The animals were feeding on a school of anchovies at the water's surface when the whale ended up with something a little larger in its mouth than it probably expected.
"We were watching them feed for a long time and then eventually the event - as I call it the once-in-a-lifetime event - happened, and I still can't believe it," he says.
"I had about a split second while the whale was coming up to really comprehend that the sea lion was on top of the whale before shooting the rest of the sequence."
Chase is "more than 100% confident" the sea lion swam away just fine after it ended up in the whale's mouth.
Humpback whales don't have teeth, only baleen plates with bristles inside their mouths. They are filter feeders and the bristles filter food from water - and things like sea lions that don't belong in there.
A whale will usually take less than five seconds lunge-feeding, Chase says, but in this instance sunk slowly over 15 seconds with its mouth open, giving the sea lion ample time to swim away.
"The whale never actually closed its jaws around the sea lion, so it shouldn't have been harmed. Very scared, I'm sure, but not harmed."
Chase says that predators in the sea - such as whales, sea lions, dolphins and sharks - have evolved to hunt the same school of fish together. So he believes ending up inside a whale's mouth is a rare experience for any underwater hunter. It's just tiny fish that need to worry.
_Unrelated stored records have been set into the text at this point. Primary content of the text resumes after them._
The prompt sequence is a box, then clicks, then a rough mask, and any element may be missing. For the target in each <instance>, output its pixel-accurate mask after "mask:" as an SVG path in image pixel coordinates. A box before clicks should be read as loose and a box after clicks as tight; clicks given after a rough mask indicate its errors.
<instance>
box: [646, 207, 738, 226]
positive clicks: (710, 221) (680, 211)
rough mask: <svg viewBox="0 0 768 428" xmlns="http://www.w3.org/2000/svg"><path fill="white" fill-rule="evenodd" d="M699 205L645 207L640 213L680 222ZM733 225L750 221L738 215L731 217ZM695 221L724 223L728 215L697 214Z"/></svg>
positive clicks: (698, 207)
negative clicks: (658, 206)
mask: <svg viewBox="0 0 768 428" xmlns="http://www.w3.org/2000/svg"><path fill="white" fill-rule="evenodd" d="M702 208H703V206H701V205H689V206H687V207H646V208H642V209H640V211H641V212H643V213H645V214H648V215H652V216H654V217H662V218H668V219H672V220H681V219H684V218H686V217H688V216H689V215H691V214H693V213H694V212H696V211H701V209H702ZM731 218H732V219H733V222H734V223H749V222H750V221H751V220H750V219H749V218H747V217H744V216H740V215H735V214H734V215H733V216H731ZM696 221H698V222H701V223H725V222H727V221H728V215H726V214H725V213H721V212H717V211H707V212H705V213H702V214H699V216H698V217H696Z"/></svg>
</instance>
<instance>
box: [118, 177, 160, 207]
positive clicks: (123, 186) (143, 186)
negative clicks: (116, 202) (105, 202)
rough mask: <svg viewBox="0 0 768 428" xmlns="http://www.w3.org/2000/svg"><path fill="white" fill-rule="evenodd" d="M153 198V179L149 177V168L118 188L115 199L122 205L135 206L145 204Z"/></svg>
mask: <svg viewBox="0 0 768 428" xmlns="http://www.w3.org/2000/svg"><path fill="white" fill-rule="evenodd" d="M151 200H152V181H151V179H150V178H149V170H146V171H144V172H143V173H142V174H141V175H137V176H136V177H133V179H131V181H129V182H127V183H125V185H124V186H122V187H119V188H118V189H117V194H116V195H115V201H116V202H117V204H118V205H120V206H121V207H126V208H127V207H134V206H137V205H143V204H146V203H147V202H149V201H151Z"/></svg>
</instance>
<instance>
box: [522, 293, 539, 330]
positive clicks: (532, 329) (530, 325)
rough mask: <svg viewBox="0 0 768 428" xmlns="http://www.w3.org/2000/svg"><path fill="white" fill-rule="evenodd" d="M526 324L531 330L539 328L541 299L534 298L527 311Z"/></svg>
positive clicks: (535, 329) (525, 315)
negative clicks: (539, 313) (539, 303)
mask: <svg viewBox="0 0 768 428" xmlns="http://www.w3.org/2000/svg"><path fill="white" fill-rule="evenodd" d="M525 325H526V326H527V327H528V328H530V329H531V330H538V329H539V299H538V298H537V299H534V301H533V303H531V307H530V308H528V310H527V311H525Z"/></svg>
When Newsbeat spoke to Chase, he was on his way to Tonga to take a group of nature lovers swimming with humpback whales - but he says there's no risk of any people ending up getting swallowed on this trip.
"We swim with the humpbacks but it's a breeding ground so they're not there to feed," he says.
"Pretty much they almost never even open their mouth, while they're there."
The swimmers won't need to worry about whales connecting with them from underneath - but they should keep their eyes on what's going on above them.
"Last year we had a few encounters where the whales did almost breach on us. That's where they leap all the way out of the water, so we'd be in the water and they'd breach really close, which was also just as scary.
"But I've never come close to having a Jonah experience myself."